There are about 1,000 homeless residents in Berkeley, a city that Alexander and others say has dined out for too long on a reputation as an accepting, liberal haven. It is a rich place now, as are many places that ring the San Francisco Bay.
But it is very hard to build here — even when you are the flagship university of the $44 billion-a-year UC system, which is often seen as its own kingdom within the Republic of California.
Several of its 10 campuses are facing severe housing shortages, from Davis near Sacramento to Santa Barbara on the southern coast. UC Berkeley is right there with them.
Last year, the school said it would have to deny enrollment to 5,000 first-year and transfer students because it could not meet a set of court-ordered student housing requirements.
What happened when the school told the state it could not meet the rules? The state changed the rules. The university — and, in a nod to equity, the rest of the state’s public universities — was given 18 months to complete any court-ordered environmental review of new student housing locations before mandatory enrollment and admissions freezes would kick in.
“This is all about power, the university’s and the government’s,” said one of the park’s homeless residents, who spoke on the condition of anonymity, fearing police reprisals. “That’s all it is.”
The city of Berkeley adopted a highly ambitious housing plan two years ago that calls for the construction of 9,000 homes by 2031.
Where those homes will rise when even building on a patch of neglected land in the middle of a residential neighborhood calls for a state Supreme Court opinion is anyone’s guess.
The legal debate pivots on CEQA, an acronym that sends a chill down the spine of every California builder. See-kwa, as the acronym is spoken in everyday vernacular here, is seen by many across the state’s political spectrum as a multi-legged monster that chokes out many of California’s best-laid housing, water conservation and transportation plans.
Almost as old as People’s Park itself, the California Environmental Quality Act was intended to require a rigorous review of nearly aspect of nearly every proposed construction project. That goal seemed just fine before the state’s homeless population swelled to 170,000 people, a third of the nation’s total.
Now CEQA has become a target. In a state government that rarely finds a regulation it doesn’t love, California political leaders agree that this one is in dire need of repair.

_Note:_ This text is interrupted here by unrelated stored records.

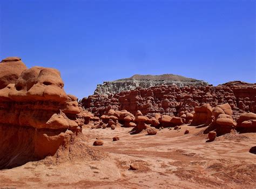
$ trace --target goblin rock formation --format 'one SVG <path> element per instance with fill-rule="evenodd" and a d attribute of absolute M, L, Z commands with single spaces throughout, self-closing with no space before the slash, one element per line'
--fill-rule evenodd
<path fill-rule="evenodd" d="M 256 85 L 232 82 L 217 86 L 180 87 L 164 85 L 147 89 L 137 87 L 109 96 L 90 96 L 81 101 L 86 109 L 97 116 L 106 114 L 110 109 L 126 110 L 133 114 L 140 110 L 144 115 L 152 117 L 157 113 L 177 116 L 183 111 L 187 113 L 197 111 L 194 107 L 204 104 L 215 107 L 227 103 L 233 111 L 232 116 L 235 120 L 241 113 L 249 111 L 255 113 Z"/>
<path fill-rule="evenodd" d="M 88 114 L 66 94 L 59 71 L 27 69 L 17 57 L 0 68 L 0 169 L 68 149 Z"/>
<path fill-rule="evenodd" d="M 188 78 L 173 74 L 164 74 L 159 76 L 136 75 L 129 78 L 104 82 L 98 84 L 95 94 L 115 94 L 125 91 L 135 89 L 137 87 L 149 88 L 159 85 L 176 85 L 179 87 L 190 85 L 208 85 L 203 80 Z"/>

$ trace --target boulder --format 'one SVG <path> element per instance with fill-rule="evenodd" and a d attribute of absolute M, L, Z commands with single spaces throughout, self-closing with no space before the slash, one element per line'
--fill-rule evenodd
<path fill-rule="evenodd" d="M 147 134 L 155 135 L 157 133 L 157 130 L 154 127 L 149 127 L 147 129 Z"/>
<path fill-rule="evenodd" d="M 216 138 L 217 133 L 215 131 L 210 131 L 208 133 L 208 138 L 209 138 L 210 141 L 213 141 Z"/>
<path fill-rule="evenodd" d="M 102 146 L 104 143 L 102 140 L 97 140 L 94 141 L 93 146 Z"/>
<path fill-rule="evenodd" d="M 119 137 L 113 137 L 113 141 L 117 141 L 117 140 L 120 140 L 120 138 L 119 138 Z"/>

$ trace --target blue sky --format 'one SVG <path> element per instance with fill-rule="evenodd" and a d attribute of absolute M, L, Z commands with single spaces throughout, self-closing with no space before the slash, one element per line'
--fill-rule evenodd
<path fill-rule="evenodd" d="M 67 93 L 173 73 L 256 83 L 254 1 L 0 1 L 0 59 L 60 70 Z"/>

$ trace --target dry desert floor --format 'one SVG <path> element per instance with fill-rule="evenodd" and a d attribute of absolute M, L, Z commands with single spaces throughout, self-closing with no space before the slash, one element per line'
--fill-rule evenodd
<path fill-rule="evenodd" d="M 227 134 L 207 142 L 205 128 L 181 127 L 155 136 L 131 135 L 131 128 L 84 129 L 84 143 L 106 152 L 102 159 L 29 162 L 1 170 L 0 187 L 256 188 L 256 133 Z M 190 133 L 184 134 L 186 129 Z M 112 141 L 115 136 L 120 140 Z M 103 146 L 92 146 L 96 138 L 104 140 Z M 131 164 L 138 170 L 130 170 Z"/>

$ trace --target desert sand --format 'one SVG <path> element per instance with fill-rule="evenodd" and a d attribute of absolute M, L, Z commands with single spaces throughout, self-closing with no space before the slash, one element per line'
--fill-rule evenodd
<path fill-rule="evenodd" d="M 157 134 L 84 128 L 84 143 L 104 154 L 100 160 L 48 165 L 29 162 L 0 171 L 2 187 L 255 188 L 256 133 L 228 133 L 207 142 L 204 127 L 183 125 Z M 190 133 L 184 134 L 186 130 Z M 120 140 L 112 141 L 118 136 Z M 92 146 L 96 138 L 103 146 Z M 104 153 L 105 152 L 106 153 Z M 131 164 L 138 168 L 130 169 Z"/>

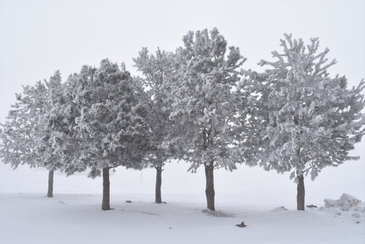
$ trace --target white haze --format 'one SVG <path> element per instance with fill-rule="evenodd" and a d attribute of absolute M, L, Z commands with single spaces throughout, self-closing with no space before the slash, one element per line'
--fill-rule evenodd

And the People’s Park case, among much of the other history it has raised, highlighted CEQA’s broad mandate to obstruct yet again.
In his opinion, Justice Gordon B. Burns said the university had failed to adequately consider other sites for the project, which CEQA requires. Opponents argue that there are many other sites — perhaps more than a dozen — more suitable in the city for large-scale student housing.
But the justice added that the university also did not take into account noise from “loud student parties” in picking the site, a line that for CEQA haters said all there needed to be said about a metastasizing regulation.
So what’s the future of this scruffy patch of history, captured for today’s generations mostly in black-and-white photos of hippies squaring off against helmeted National Guard troops?
Neither side seems ready to back down.
Smith, founder of the park advocacy group, wants the park to be, well, a park like the many well-tended others in Berkeley. Alexander, who runs the park’s kitchen, wants a community center. The university wants housing, which it says is crucial to preserving enrollment numbers in the state’s politically fortified citadel of higher education.
There are about 15 tents in the park regularly, and in one of them lives Malik bin-Saud. He is 48 years old and has lived in the park off and on for all but 18 of them.
He’s planning to remain where he is, the kind of sentiment that has animated many happenings at the park.
“I’m not going to leave this community hanging,” Saud said. “I’m not going to leave here without doing something about it.”
Regardless of the outcome, an epitaph of sorts for People’s Park.